Melanie: You were the person that put LaFrieda on the map, making celebrity chefs those special blend burgers, making special cuts of meat. And you talk to them personally. How did you decide to do that rather than have a salesperson talk to them?

Pat: We didn’t have salespeople. We weren’t big enough to have a salesperson. I would go to work with my dad on days off and my dad had this really important system. If a family member was coming in, there was no nepotism. I wasn’t the boss’s son. I was to report to the lowest-ranking person there. So I did everything from cleaning the shop to cutting meat to putting up orders to be the driver’s helper. Being a driver’s helper was great in learning who the chefs were. Getting into their kitchens, access that some people don’t have. And getting to know them and what they wanted was vital. Celebrity chefs weren’t celebrities then, but as they grew in the industry I grew in the industry, and they never forget how well I treated them. Their loyalty lived on well past becoming celebrity chefs.

Melanie: Can you name a few that you’ve worked with?

Pat: Joe and Lydia Bastianich, Anne Burrell, Mark Murphy, Rachael Ray, Martha Stewart. Martha Stewart was already a celebrity, but getting to work with people like that and treating them as if they are very important but not celebrities is why they liked me. I treat them the way they want to be treated. Just as a regular person.

Melanie: How did the LaFrieda burger become the LaFrieda burger? How did you become the official burger of Shake Shack or the amazing burgers they sell in New Jersey at these great restaurants? What blend is the best?

Pat: It really has to do with my grandfather’s technique. His processes and making sure we were able to scale it up. Keeping those same cuts of beef at those same temperatures. Using and staying with meat that’s raised and grazed only in the U.S. and not an imported product. We were able to develop different blends for restaurants. In New York City there are three restaurants on the same block. How do I service all three and give them each a different experience? That’s why I customize a burger for each one, and the only way to do that is to have the care and the knowledge of how to make those different flavors possible. Otherwise, only one restaurant on the street might want to buy from one meat purveyor because they want to know what’s different about what they’re serving very early. But really keeping the processes and the beliefs that my grandfather had. My favorite saying of his was, “You can’t just grind anything. You can’t just hide your sins in the grinder. You can’t just take the trimmings and throw them into the grinding machine and make a burger.” We sell those trimmings. Taking whole cuts of beef so you can dictate the flavor, fat content and texture is what’s key.

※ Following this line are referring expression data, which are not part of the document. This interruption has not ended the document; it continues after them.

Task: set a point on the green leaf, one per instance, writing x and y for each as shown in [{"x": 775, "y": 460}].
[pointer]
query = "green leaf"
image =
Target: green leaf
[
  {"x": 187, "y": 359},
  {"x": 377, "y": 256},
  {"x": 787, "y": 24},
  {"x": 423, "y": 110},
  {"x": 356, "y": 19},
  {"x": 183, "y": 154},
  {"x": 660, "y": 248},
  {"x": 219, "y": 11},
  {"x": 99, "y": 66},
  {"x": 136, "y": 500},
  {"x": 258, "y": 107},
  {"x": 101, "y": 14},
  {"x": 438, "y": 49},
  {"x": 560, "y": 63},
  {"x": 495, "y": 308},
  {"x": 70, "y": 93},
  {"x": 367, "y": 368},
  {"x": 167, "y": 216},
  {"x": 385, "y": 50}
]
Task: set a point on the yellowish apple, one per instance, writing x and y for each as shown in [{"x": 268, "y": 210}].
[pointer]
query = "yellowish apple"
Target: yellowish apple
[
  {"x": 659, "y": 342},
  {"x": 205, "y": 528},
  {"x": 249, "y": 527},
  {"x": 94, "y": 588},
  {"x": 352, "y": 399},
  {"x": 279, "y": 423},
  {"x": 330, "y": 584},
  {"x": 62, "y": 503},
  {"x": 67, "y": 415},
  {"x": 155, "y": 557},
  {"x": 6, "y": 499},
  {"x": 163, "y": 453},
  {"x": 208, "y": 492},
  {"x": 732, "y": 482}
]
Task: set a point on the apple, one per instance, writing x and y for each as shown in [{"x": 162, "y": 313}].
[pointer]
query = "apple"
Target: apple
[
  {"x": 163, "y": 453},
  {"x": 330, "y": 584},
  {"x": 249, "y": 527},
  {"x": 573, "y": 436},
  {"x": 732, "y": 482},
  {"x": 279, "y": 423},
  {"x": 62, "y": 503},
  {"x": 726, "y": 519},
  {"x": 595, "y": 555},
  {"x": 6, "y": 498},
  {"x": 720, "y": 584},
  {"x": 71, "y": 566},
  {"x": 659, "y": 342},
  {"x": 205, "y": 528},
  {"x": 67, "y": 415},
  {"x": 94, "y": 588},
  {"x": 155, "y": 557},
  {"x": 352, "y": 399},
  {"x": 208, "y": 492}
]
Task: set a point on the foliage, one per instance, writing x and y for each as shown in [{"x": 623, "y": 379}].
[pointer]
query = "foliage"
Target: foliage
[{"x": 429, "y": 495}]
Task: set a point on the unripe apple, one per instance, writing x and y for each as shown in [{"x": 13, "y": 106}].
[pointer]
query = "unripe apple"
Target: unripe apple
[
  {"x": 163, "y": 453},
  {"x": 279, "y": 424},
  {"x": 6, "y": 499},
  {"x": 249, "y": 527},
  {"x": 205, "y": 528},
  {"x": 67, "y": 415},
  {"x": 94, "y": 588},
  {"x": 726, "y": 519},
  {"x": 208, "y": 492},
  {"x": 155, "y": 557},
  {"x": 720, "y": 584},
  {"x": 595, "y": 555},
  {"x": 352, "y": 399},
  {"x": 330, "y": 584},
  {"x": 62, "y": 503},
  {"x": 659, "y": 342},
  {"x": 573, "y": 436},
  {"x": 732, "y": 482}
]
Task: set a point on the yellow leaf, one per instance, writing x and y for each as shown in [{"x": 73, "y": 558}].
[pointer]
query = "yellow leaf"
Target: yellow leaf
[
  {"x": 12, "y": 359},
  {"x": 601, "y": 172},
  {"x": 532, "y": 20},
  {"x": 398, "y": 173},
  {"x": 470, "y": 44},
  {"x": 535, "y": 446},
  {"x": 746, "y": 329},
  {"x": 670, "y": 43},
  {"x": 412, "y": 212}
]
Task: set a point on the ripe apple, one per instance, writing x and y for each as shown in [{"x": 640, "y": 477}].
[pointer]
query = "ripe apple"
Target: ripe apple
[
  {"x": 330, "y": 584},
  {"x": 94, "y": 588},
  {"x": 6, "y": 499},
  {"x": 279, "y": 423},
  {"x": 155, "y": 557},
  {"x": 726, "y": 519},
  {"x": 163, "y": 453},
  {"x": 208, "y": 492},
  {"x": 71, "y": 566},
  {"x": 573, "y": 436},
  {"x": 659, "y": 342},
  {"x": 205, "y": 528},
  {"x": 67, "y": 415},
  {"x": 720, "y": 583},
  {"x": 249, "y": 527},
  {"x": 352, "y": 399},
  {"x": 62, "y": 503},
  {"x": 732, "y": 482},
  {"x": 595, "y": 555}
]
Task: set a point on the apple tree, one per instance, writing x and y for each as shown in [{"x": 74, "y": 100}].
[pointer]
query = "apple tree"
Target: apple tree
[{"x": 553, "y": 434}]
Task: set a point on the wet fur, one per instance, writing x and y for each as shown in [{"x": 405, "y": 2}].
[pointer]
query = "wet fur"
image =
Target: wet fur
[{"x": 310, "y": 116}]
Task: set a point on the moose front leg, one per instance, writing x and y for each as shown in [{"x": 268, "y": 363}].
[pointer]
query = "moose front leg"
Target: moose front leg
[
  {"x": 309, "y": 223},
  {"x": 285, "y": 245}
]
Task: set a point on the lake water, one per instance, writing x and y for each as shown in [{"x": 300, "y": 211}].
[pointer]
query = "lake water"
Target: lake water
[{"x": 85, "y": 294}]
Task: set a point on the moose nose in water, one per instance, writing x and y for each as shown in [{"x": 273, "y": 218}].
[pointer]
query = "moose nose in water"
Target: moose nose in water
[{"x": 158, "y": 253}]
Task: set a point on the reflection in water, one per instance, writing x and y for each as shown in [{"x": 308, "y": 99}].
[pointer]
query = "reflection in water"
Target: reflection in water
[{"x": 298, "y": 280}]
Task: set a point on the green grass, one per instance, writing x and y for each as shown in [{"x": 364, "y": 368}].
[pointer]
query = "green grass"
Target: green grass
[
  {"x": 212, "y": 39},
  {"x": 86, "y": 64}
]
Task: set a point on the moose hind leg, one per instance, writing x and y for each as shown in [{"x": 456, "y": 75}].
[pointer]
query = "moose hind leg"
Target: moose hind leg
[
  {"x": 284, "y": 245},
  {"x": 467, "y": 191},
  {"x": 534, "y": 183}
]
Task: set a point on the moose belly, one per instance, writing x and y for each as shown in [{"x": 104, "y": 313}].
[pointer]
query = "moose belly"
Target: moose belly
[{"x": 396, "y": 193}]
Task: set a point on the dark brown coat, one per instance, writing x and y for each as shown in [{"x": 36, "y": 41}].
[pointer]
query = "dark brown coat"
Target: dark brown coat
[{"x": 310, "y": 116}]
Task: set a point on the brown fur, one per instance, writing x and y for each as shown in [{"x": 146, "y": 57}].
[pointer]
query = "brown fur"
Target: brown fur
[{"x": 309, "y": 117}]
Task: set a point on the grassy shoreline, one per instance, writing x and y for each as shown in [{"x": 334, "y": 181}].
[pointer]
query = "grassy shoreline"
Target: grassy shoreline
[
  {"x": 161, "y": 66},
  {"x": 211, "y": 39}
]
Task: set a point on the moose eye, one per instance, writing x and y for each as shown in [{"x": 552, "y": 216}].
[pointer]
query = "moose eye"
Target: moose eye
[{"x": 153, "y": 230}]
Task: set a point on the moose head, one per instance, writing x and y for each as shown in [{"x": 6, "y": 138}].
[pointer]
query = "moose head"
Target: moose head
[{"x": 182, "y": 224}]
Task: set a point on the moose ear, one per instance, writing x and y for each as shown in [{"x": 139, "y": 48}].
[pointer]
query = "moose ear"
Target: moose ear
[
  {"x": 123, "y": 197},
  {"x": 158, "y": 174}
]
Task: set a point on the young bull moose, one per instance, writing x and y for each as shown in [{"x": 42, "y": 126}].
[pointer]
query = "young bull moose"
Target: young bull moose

Melanie: I know you just built a warehouse specifically for burgers. I was fortunate enough to have a burger named after me because of Pat LaFrieda. How many pounds of burgers do you make a day?

Pat: It could be a good 150,000 pounds a night. That’s well over 400,000 burgers. It’s a few million people a week that we feed.

Melanie: Who are some of your New Jersey customers?

Pat: There are staples like The River Palm Terrace. John [Campbell] has been picking out some of the best meat that the country has to offer for many years and it’s an honor to service someone like him. David Burke has made his way into New Jersey in several different restaurants and he’s a talented influential chef that has become a cult figure. Let’s Meat Steakhouse, Shake Shack.

Melanie: I opened my food truck and knew right off the bat I was only using the LaFrieda brand. That’s one of the great things you do for your customers, 24-hour access.

Pat: It’s not about us. We only succeed if our customers succeed.